Using what I learned from another question I asked & answered on stackoverflow, these appear to be your 3 options. One of which @Alan W. Smith stumbled onto as well in an answer to this question.

Option #1: - HTML::Template has a switch called vanguard_compatibility_mode...from the perldocs

vanguard_compatibility_mode - if set to 1 the module will expect to see s that look like %NAME% in addition to the standard syntax. Also sets die_on_bad_params => 0. If you're not at Vanguard Media trying to use an old format template don't worry about this one. Defaults to 0.

Option #2 - HTML::Template also supports embedding the template tags in comment blocks so that your code is HTML compliant, like so: <!-- TMPL_NAME NAME=FNAME -->

Again from the perldocs:

If you're a fanatic about valid HTML and would like your templates to conform to valid HTML syntax, you may optionally type template tags in the form of HTML comments. This may be of use to HTML authors who would like to validate their templates' HTML syntax prior to HTML::Template processing, or who use DTD-savvy editing tools.


This 2nd option didn't work originally for me until I set the die_on_bad_params => 0 for the constructor.
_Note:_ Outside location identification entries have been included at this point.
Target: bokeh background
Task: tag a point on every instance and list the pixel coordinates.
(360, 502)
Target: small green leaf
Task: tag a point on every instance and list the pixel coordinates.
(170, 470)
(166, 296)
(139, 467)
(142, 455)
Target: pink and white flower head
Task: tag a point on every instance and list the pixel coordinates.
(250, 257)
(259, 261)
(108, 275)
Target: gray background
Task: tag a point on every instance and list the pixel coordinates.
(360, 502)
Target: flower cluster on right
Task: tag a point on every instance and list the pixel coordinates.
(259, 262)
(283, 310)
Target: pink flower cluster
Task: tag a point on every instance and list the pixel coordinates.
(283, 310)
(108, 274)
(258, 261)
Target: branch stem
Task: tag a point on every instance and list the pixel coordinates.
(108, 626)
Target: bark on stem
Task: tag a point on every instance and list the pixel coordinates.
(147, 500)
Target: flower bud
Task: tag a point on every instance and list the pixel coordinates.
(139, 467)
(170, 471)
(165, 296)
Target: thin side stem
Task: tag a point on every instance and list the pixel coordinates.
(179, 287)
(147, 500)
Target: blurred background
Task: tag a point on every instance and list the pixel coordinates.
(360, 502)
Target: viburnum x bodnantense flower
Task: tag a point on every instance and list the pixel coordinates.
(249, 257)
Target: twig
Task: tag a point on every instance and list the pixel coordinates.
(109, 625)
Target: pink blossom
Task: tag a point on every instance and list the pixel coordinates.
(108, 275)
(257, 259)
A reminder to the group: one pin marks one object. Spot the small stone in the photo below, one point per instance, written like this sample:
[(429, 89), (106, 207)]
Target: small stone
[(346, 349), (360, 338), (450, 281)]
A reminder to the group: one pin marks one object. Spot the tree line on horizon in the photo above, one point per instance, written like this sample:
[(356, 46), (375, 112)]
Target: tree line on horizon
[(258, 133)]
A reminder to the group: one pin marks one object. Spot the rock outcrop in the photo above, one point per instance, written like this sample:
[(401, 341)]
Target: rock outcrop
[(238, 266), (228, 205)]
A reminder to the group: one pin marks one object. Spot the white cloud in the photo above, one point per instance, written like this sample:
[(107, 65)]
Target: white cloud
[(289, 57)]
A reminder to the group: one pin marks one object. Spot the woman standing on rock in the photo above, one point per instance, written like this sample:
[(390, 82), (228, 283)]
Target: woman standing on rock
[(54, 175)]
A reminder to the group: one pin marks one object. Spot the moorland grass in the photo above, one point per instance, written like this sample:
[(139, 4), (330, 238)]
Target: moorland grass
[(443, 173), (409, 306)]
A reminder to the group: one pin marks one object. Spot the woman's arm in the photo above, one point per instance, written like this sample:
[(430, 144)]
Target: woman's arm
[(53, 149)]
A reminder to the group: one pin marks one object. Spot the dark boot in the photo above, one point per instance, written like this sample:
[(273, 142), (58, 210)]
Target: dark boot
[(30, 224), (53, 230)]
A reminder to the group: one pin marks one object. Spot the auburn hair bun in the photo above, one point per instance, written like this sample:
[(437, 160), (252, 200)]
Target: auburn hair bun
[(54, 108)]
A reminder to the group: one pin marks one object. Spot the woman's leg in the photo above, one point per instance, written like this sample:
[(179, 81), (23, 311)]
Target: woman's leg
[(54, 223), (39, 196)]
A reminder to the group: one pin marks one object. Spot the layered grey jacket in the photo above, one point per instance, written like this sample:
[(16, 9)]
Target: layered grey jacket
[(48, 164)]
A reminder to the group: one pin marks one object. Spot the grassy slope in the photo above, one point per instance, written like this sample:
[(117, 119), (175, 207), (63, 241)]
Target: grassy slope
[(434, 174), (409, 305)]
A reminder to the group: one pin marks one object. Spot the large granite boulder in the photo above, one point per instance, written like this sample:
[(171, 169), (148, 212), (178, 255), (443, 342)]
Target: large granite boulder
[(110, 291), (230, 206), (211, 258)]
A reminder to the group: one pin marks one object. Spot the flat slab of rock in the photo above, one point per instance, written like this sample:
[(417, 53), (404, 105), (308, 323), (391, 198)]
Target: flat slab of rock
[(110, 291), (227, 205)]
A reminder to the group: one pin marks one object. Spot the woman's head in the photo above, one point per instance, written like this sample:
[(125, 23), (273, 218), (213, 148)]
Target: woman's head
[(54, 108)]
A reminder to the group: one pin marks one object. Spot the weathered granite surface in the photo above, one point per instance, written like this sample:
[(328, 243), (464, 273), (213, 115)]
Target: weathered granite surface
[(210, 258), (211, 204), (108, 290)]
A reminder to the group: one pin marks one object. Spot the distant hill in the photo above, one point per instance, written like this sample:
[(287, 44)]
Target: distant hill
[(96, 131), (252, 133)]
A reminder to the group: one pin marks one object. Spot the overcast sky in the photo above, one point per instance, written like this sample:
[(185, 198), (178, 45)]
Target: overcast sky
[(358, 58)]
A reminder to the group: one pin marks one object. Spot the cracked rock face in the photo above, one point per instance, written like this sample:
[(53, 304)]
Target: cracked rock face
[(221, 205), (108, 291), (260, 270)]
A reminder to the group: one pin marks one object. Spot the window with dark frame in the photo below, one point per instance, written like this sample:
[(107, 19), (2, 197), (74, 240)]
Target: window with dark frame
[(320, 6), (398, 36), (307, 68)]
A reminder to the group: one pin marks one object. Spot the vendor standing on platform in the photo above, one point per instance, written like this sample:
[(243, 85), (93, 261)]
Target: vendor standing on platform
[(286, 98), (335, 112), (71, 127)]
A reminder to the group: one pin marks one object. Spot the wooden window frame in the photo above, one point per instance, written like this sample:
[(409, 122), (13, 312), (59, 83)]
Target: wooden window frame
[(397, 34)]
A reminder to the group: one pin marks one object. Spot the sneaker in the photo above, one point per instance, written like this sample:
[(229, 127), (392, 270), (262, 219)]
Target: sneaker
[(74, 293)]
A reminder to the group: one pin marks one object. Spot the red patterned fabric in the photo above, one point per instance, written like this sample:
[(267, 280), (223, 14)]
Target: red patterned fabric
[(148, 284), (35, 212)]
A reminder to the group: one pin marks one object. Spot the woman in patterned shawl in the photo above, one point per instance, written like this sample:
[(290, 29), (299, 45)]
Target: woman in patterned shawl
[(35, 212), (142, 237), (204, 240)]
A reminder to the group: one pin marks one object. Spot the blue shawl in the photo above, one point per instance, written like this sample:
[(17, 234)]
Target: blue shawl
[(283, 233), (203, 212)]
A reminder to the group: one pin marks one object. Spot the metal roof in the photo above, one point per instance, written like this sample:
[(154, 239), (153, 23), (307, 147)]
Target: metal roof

Option #3: Change the name of your Jekyll file from .md (markdown) to .html (vanilla html). This option get's around Jekyll's use of ReXML for it's XML parser. I'm not sure but if you switched from using ReXML to Nokogiri, I think that too would get around this issue, but I'm not entirely sure you can even reconfigure Jekyll in this manner.

Conclusion: Ultimately I think Option #2 is the best one to use, given it doesn't limit your ability to use .md files within Jekyll.